This week the UK government will publish details of its Covid-19 exit roadmap to ease the current lockdown, while allowing us to live with and manage the disease for the foreseeable future.
In doing so, the UK government must balance the huge health costs of this disease against the long-term damage to our economic and social wellbeing, as well as the mounting non-Covid health costs.
Our new paper, the third in a series on sustainable exit strategies from the Tony Blair Institute for Global Change, considers the components of an effective roadmap, drawing on evidence from countries around the world. We explore what a robust plan should include to help people and businesses manage the inevitable uncertainty and look to the future with some sense of what the new normal will be like.

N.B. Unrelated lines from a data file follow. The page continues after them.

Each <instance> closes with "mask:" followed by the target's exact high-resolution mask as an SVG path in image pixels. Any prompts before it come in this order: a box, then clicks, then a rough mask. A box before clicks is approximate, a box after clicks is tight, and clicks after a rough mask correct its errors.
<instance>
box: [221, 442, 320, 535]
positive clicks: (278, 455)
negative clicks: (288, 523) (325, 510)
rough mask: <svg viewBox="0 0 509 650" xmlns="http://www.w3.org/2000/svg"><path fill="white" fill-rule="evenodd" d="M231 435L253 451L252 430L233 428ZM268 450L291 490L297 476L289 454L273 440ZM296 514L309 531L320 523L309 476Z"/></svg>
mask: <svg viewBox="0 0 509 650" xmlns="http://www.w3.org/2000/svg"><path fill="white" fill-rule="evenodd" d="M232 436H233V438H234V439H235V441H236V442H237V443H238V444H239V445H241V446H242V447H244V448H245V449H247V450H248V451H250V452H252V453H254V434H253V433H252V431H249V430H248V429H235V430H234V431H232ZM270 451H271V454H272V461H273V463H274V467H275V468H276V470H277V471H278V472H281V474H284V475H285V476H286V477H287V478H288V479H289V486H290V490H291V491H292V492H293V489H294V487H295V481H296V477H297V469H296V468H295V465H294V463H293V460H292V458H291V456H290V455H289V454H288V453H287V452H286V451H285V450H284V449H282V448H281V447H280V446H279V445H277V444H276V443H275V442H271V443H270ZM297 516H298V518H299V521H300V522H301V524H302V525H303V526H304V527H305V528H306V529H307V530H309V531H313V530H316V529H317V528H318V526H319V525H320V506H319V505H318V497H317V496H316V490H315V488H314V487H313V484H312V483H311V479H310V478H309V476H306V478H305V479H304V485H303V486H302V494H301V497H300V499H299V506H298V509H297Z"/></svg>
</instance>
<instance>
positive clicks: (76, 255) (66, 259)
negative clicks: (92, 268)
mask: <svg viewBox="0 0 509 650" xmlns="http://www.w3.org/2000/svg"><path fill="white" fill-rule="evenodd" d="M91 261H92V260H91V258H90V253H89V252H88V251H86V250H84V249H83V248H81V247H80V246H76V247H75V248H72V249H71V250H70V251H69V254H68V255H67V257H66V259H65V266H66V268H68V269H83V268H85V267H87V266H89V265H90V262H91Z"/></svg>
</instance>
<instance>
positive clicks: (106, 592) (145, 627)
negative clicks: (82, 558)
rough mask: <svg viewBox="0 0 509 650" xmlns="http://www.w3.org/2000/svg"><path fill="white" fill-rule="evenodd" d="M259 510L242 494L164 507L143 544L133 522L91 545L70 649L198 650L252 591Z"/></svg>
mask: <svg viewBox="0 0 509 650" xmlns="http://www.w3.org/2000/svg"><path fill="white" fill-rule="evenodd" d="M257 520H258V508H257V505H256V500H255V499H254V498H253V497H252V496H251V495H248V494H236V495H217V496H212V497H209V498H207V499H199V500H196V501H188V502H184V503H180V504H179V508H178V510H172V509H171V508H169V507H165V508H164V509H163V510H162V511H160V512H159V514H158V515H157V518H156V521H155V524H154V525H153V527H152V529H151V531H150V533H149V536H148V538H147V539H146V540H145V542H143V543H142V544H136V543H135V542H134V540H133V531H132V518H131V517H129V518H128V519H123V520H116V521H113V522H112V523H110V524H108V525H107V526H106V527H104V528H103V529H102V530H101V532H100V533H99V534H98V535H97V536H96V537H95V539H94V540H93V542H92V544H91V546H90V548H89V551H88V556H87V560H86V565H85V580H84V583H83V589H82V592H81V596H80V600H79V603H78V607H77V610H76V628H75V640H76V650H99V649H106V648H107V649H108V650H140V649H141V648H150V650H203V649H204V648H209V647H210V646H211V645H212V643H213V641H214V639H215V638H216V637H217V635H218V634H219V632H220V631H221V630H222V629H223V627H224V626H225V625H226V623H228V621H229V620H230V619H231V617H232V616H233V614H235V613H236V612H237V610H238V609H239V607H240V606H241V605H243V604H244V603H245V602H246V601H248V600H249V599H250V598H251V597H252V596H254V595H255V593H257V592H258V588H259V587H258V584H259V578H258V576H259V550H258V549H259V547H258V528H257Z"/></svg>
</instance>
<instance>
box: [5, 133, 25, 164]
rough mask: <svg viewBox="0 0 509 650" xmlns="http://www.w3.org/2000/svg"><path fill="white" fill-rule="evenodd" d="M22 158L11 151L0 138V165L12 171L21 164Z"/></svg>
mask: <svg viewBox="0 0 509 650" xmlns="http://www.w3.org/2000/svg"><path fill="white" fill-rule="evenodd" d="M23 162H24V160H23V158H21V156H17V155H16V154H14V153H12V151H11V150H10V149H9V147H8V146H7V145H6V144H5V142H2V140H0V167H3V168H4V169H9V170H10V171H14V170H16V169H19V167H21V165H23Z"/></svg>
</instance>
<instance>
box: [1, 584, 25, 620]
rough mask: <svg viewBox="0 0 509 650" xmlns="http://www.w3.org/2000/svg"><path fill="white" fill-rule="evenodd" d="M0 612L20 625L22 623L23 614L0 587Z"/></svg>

The best roadmaps offer clarity on:
what will happen at different stages of easing for different kinds of individuals and businesses
when they will move to different stages, based on clearly defined metrics and thresholds
how they plan to contain the spread of the virus and shield the vulnerable
Countries are managing exit from very different places, with some easing lockdown while the outbreak is still widespread and others waiting for the drop in new daily cases. Our report brings together the strengths and weaknesses of different strategies from around the world to inform the development of the UK’s approach.
The UK’s exit roadmap should:
Set out the levels of easing it will use and what they will mean for people.
Build on the five tests the UK has set out with triggers, hard metrics and thresholds to move between levels.
Set out how expanded containment infrastructure and measures can reduce the risk at each level and enable the country to manage future outbreaks.
Have tailored communications to enlist the support of individuals and businesses.